Organised crime negatively impacts society from issues such as drug trafficking to corruption to murder. Tackling these issues relies on understanding the complex interconnected web of crime incidents, criminals, and financial activity. Our project seeks to provide an analytics platform that can detect "moles" within the police force and spot fraud transactions. It is clear to see that the identification and subsequent disruption of these criminal organisations would greatly improve society both socially and financially.

What it does

Our analytics platform can see connections between Police Officers involved in an unusually high number of unsuccessful raids and wire tapped phone calls to members of the Mafia. This offers key insights into identifying "moles" within the police force.

Furthermore, anomalous payment transaction values within the police force can be used to detect bribery. Wire tap connections can detect who the crucial members of the Mafia are and who to target for maximum impact. Our graph database can drastically reduce the time taken for the structure of a crime organisation to be uncovered, and hence lead to faster and more plentiful abolition of such organisations.

How we built it

We created the schema in Lucid Chart and designated primary keys, foreign keys, and attributes. Since there were no publicly available datasets on the Italian Mafia, we generated representative synthetic data. We performed research into Mafia family hierarchy, main crime activities and geography to make sure our data generated accurately. Using the Python language and associated Pandas library, we created CSV's for Mafia Members, Police Members, Public Individuals, Financial Transactions, Crime Incidents, Raids and others.

The CSVs were loaded into TigerGraph. The schema was created and the CSV files were mapped to nodes and edges.
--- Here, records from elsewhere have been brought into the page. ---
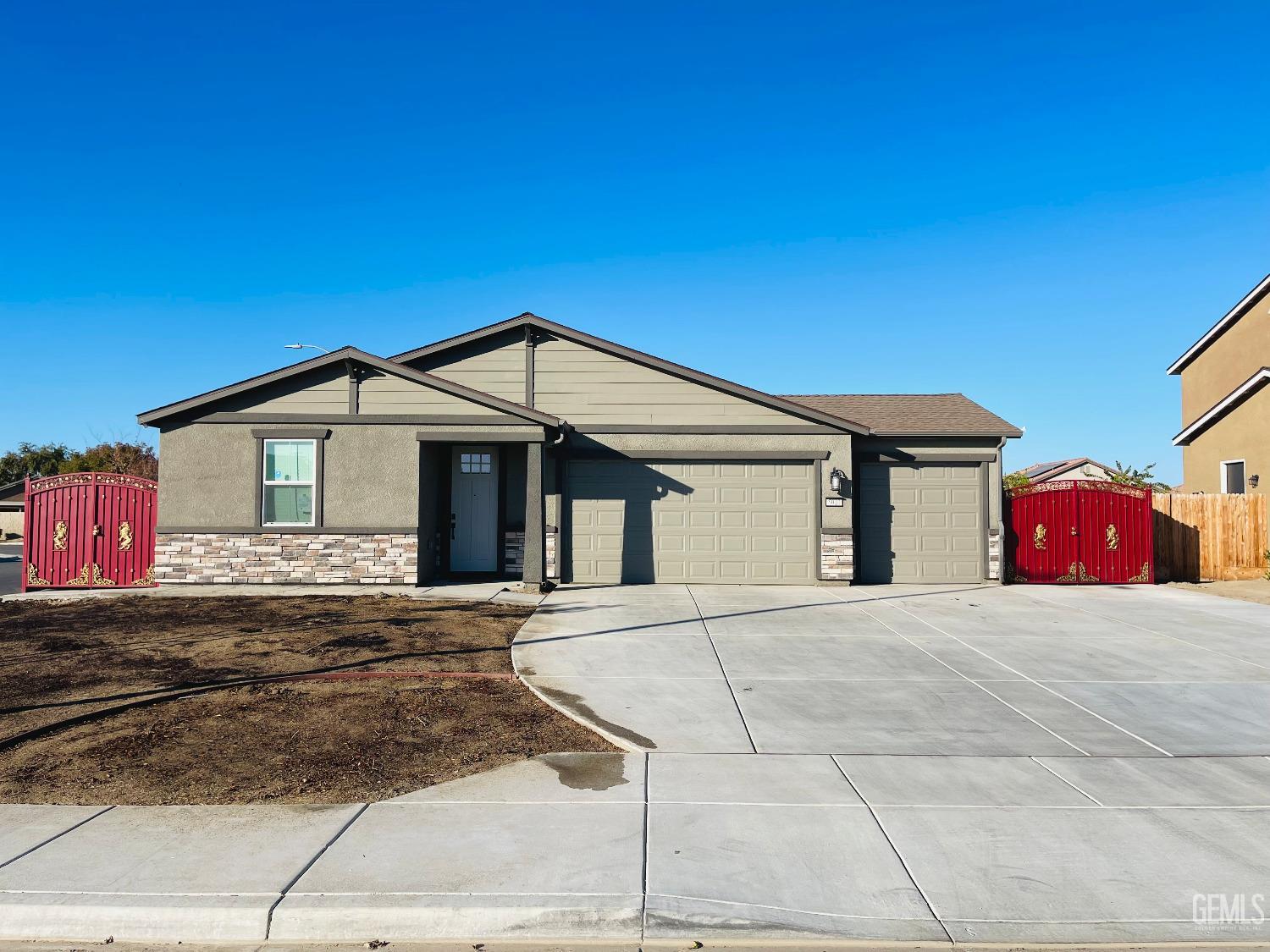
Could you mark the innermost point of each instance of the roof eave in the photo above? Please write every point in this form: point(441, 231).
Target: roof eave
point(1213, 333)
point(1223, 406)
point(1011, 433)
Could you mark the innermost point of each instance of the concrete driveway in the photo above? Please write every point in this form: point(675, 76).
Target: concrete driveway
point(1132, 672)
point(1016, 764)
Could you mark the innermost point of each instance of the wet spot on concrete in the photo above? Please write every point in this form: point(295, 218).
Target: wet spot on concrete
point(588, 771)
point(577, 706)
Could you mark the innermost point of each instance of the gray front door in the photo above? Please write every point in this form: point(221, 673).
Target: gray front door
point(474, 510)
point(919, 522)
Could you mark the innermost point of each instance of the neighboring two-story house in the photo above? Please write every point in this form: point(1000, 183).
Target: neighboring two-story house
point(1226, 408)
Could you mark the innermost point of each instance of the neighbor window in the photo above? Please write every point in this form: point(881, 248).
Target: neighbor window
point(290, 467)
point(474, 462)
point(1232, 476)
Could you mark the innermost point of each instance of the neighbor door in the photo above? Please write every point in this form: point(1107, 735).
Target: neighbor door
point(474, 510)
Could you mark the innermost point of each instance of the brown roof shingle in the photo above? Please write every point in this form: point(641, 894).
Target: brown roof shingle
point(899, 414)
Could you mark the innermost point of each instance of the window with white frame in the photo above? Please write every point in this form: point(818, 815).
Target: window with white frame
point(474, 462)
point(1232, 476)
point(290, 476)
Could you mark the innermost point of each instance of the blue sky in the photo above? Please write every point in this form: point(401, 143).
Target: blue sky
point(1039, 205)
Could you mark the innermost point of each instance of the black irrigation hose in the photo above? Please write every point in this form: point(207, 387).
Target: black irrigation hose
point(76, 720)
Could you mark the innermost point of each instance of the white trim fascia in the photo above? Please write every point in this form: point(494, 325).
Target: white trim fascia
point(1231, 316)
point(1222, 406)
point(1223, 464)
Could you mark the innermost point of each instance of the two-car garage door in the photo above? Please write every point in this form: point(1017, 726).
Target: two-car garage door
point(726, 520)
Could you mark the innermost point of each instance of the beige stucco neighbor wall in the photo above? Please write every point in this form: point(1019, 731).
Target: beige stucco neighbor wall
point(1244, 434)
point(1234, 355)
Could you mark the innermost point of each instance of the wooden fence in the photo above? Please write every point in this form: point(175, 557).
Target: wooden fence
point(1209, 536)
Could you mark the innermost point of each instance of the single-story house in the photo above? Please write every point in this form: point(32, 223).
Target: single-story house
point(13, 507)
point(531, 449)
point(1080, 467)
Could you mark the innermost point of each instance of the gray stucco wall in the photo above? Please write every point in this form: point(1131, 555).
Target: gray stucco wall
point(207, 475)
point(375, 476)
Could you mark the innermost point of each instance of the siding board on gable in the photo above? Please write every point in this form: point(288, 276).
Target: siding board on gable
point(494, 366)
point(394, 395)
point(587, 386)
point(324, 391)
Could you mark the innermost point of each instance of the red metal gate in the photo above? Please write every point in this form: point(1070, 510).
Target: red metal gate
point(1081, 532)
point(89, 530)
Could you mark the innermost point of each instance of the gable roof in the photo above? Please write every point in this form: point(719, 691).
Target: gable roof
point(912, 414)
point(10, 493)
point(1223, 406)
point(1218, 329)
point(1039, 471)
point(756, 396)
point(361, 357)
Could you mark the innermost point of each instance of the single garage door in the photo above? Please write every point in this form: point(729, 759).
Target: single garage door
point(921, 522)
point(693, 520)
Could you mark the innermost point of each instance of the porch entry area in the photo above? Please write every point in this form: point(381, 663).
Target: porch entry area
point(474, 530)
point(480, 500)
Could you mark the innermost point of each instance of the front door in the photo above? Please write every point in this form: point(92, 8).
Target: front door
point(474, 510)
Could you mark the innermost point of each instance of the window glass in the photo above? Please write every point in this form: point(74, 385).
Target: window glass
point(475, 462)
point(289, 461)
point(1234, 477)
point(290, 467)
point(289, 504)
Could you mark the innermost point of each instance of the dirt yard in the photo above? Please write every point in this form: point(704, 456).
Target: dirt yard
point(299, 741)
point(1246, 589)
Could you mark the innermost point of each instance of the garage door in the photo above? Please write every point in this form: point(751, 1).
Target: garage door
point(921, 523)
point(680, 520)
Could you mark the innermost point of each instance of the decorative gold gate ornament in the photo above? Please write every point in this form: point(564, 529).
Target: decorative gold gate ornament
point(91, 570)
point(1076, 573)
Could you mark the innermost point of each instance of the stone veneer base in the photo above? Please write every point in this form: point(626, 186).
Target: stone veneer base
point(333, 558)
point(837, 560)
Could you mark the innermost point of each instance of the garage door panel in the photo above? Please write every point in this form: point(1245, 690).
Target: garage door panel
point(921, 523)
point(726, 520)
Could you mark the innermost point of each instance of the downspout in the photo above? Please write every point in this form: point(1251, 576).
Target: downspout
point(1001, 512)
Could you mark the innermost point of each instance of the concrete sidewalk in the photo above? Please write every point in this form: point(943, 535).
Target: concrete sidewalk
point(502, 592)
point(808, 766)
point(673, 847)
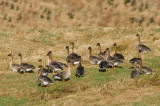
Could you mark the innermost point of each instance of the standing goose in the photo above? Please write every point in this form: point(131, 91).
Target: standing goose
point(64, 75)
point(141, 47)
point(145, 69)
point(135, 60)
point(134, 73)
point(25, 66)
point(80, 69)
point(70, 58)
point(112, 61)
point(13, 66)
point(44, 70)
point(100, 54)
point(104, 64)
point(44, 80)
point(94, 59)
point(118, 55)
point(73, 53)
point(53, 65)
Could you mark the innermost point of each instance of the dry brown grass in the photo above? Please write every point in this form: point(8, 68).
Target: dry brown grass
point(118, 89)
point(79, 13)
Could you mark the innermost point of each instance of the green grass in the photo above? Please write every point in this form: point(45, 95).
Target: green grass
point(96, 88)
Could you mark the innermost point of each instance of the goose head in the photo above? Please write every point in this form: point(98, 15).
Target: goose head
point(89, 48)
point(115, 44)
point(20, 55)
point(49, 53)
point(10, 55)
point(40, 60)
point(40, 66)
point(67, 47)
point(137, 35)
point(98, 44)
point(72, 43)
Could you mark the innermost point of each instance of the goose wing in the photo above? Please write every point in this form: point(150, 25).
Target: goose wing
point(59, 75)
point(27, 66)
point(101, 54)
point(74, 55)
point(61, 64)
point(146, 70)
point(103, 65)
point(134, 74)
point(136, 60)
point(80, 71)
point(55, 66)
point(143, 48)
point(43, 79)
point(118, 56)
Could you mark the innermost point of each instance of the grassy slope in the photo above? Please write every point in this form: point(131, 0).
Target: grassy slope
point(49, 13)
point(113, 88)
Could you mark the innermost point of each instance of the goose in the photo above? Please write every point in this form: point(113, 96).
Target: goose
point(44, 70)
point(13, 66)
point(73, 53)
point(70, 58)
point(94, 59)
point(104, 64)
point(25, 66)
point(135, 60)
point(145, 69)
point(53, 65)
point(100, 54)
point(112, 61)
point(51, 59)
point(64, 75)
point(117, 55)
point(44, 80)
point(134, 73)
point(80, 69)
point(141, 47)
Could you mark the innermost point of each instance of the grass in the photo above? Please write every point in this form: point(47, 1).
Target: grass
point(95, 88)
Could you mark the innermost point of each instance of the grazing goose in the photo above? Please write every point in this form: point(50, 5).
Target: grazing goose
point(64, 75)
point(70, 58)
point(25, 66)
point(53, 65)
point(104, 64)
point(80, 69)
point(100, 54)
point(135, 60)
point(13, 66)
point(73, 53)
point(112, 61)
point(145, 69)
point(118, 55)
point(44, 70)
point(94, 59)
point(51, 59)
point(134, 73)
point(44, 80)
point(141, 47)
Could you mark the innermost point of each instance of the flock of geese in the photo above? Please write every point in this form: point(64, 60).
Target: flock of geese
point(103, 59)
GSQL queries were run to reveal insights of our synthetic data.

Challenges we ran into

Due to randomising much of our synthetic data it was occasionally challenging to find any sort of pattern when running queries. The GSQL queries also had some internal bugs that was no fault of our own.

Accomplishments that we're proud of

Our graph database was densely connected and revealed crucial links between police members, mafia members and raid tip-offs. It serves as a proof of concept for future crime analytics tools.

What we learned

If we were using our graph database as a proof of concept, it would help us greatly if we engineered the synthetic data to show the insights we wanted. We learnt the power of visualising connections to spot missing links in criminal investigations.

What's next for Anti-Mafia Analytics Platform

The next step is getting access to REAL organised crime data that will help solve cases and lead to a clamp down of organised crime.